What data best describes a location? Is it the age of the people living nearby, proximity to a train station, or maybe it's how many trendy cafes are within a five minute walk? The explosion of geospatial data available over the past few years has opened up new avenues for businesses to understand how location impacts their operations.
This post will cover some of the ways you can use geospatial information as part of your analysis and where you can find the tools and data required to get started. The focus will be on Australian datasets, but it should be applicable anywhere where there is similar data sources available.
What types of Spatial Analysis are there?
Mapping and Visualisaiton
A picture is worth 1,000 words and that seems to be especially true with mapping and spatial visualisation. Before even modelling any data it's possible to find trends and patterns in different locations just by organising and combining different geospatial datasets. A great example of this was done by the physician John Snow in 1854, where by mapping cases of Cholera in Soho London, he was able to identify a water pump on Broad St as the probable cause of the outbreak.
Understanding your customers is important for any business and the increased availability of spatial data is allowing companies to better identify and define customer segments. Location is obviously a critical decision for any bricks and mortar retailer, by using spatial information companies can better identify what factors of a location impact sales most and then find the best locations to build new stores in next. Some of the considerations of a new location might be, distance to nearest train station, number of competitors in a 10 km radius, how many 18-25 year olds live within a 10min drive, etc. These are some of the features we can create and then measure the effect they have on the business performance.
Transportation and Logistics
One of the more interesting aspects of spatial analysis is how people will move from Point A to Point B. Will they use public transport, will they drive or will they use multiple methods of transportation? As populations increase in major cities and urban sprawl continues, the pressure that puts on existing transport infrastructure is considerable. There are innovative solutions being developed across the world to solve these issues, from some of the more Boring solutions to those in our own back yard.

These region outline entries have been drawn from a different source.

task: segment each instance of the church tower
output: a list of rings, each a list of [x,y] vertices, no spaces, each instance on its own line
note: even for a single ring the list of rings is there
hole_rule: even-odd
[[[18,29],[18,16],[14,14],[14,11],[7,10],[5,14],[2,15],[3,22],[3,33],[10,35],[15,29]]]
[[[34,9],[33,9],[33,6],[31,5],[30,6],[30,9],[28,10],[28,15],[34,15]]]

In the same way we can use spatial information to understand what factors might affect a business we can use similar techniques to understand what might lead to equipment failures at certain locations. The equipment could be things like cell towers, water or gas pipes or power lines. Using geographic information like rock type, elevation and weather conditions along with historical performance data, companies can better plan maintenance cycles of equipment.
Where to get data?
There is a lot of great information freely available in Australia from organisations like; Australian Bureau of Statistics (with things like Census data), GeoScience Australia (ELVIS has lots of information relating to things like elevation), State Transport Authorities (most have live feeds of transport data available in a standard format like NSW Open Data) and the Australian Bureau of Meteorology
There's also other datasets you can obtain fairly easily such as; Open Street Maps (try using Trimble to access OSM data like roads, buildings, places of interest, etc), Amazon Web Services (they have a brilliant repository of geospatial data) and the Google Maps API (which is great for not only data but also calculating things like travel time). And if you're in a large organisation you might consider purchasing mobility data from a telecommunications company which tracks people movement at an aggregate (non personably identifiable information) level.
What software to use?
One of the things I've been blown away by over the past few years is the rapid development of great open source tools for geospatial analysis. The tools I'll use for a project are; PostGIS (for large scale data manipulation), QGIS (a nice graphical user interface for analysing spatial data), R (which has some amazing geospatial packages available, along with this book) and a recent tool by Uber called Kepler.gl which allows for some great data visualisations and exploratory analysis.